Il processo di illuminazione del Buddha muove i suoi primi passi quando colui che era un principe vissuto sempre nell'isolamento dorato del palazzo regale, lontano dalle brutture dell'esistenza, decide di uscire: una prima volta il giovane è sconvolto dalla visione di un vecchio, quindi dalla visione di un malato, infine di un morto. Ed entra in crisi una visione fasulla del mondo, ovattata, ideale, irreale, per fare spazio, dolorosamente, a una visione reale. Le crisi, scrive Cristiane Singer, "avvengono per evitarci il peggio. Come esprimere che cos'è il peggio? Il peggio è di aver traversato la vita senza naufragi, è essere restato alla superficie delle cose, aver galleggiato nelle paludi dei "si dice", delle apparenze, di non essere mai sprofondato in una dimensione altra e più profonda". Dobbiamo riconoscere che in mancanza di maestri, spesso sono le crisi che possono insegnarci qualcosa circa la vita. La crisi come maestra di vita! "In una società tutta intenta a distogliere la nostra attenzione da ciò che è importante, che non indica cammini per entrare nella profondità, in cui tutto è sbarrato, non vi è che la crisi per far crollare questi muri che ci accerchiano. La crisi appare come un ariete capace di sfondare le porte di queste fortezze in cui noi restiamo rinchiusi, con tutto l'arsenale delle nostre credenze".
Anche la Scrittura ci presenta sia numerosi personaggi che vivono crisi che un'ampia gamma di crisi: la chiamata di Abramo lo porta a uscire dallo spazio del noto e delle sicurezze per un'obbedienza che non sa dove potrà portarlo; Elia, nel corso del suo ministero, si trova preda della paura, della depressione e della volontà di morte; nel deserto interiore e geografico in cui si trova, egli ha però il coraggio di non disertare, di lasciar fare il proprio lavoro alla crisi, e in questo modo egli conosce Dio in modo nuovo e la sua vocazione viene rinnovata e approfondita; così avviene per Giobbe nel disastro della sua esistenza. E si potrebbe continuare a lungo.

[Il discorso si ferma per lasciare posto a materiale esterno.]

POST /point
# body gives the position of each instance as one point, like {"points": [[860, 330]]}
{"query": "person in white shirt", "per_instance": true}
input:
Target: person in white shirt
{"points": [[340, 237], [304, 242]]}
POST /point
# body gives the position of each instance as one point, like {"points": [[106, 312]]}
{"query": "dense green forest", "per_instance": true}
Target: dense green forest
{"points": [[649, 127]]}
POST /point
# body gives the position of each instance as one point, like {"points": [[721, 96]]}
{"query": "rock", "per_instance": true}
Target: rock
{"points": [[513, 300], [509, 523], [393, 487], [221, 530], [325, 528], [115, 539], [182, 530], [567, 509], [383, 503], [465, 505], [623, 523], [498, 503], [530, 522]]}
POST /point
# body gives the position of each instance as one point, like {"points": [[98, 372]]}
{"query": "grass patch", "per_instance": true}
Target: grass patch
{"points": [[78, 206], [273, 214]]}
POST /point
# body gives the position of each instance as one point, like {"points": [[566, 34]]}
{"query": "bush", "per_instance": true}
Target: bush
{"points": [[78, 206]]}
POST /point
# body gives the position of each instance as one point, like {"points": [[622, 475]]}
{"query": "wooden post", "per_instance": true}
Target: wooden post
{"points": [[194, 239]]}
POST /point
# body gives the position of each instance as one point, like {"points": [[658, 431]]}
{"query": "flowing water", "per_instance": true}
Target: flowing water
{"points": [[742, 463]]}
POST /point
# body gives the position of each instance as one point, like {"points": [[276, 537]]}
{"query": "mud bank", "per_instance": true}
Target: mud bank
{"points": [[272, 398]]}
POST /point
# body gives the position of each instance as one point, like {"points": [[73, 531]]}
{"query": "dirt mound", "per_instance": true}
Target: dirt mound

La crisi ci spoglia, ci fa andare a fondo, abbatte le immagini manufatte e idealizzate di noi, del mondo e di Dio e così ci fa incontrare la verità di noi stessi, della vita e di Dio. Dio agisce in noi e su di noi soprattutto attraverso eventi e massimamente eventi di crisi, eventi scardinanti. Per tutti questi motivi possiamo accogliere l'invito di Claude Monnier: "Non sprecate le crisi! Ben gestite, le crisi sono dei doni del cielo. La crisi è disordine, movimento, fluidità, rottura, e proprio per questo essa può sciogliere ciò che era legato, liberare ciò che era imprigionato. Quando insorge una crisi, spesso gli interessati, invece di cercare di trarne vantaggio, si danno da fare per chiudere le falle apertisi, per riparare ciò che non può essere riparato, per riformare la superficie e non il fondo. Il loro combattimento di retroguardia fa affondare il battello che vorrebbero salvare. E una volta che la crisi è passata, ecco che le persone, che nel momento dell’anarchia e della rottura erano pronte a cambiamenti inauditi, non solo non ne accettano più alcuno, ma difendono con le unghie o a colpi di cannone ogni millimetro di terreno, ogni privilegio... Che dite? Che la crisi vi prende di mira ingiustamente? Vi scongiuro, fate attenzione alla crisi, non sprecatela. Essa è il vostro tesoro, è la vostra possibilità, è l'avvenire del mondo".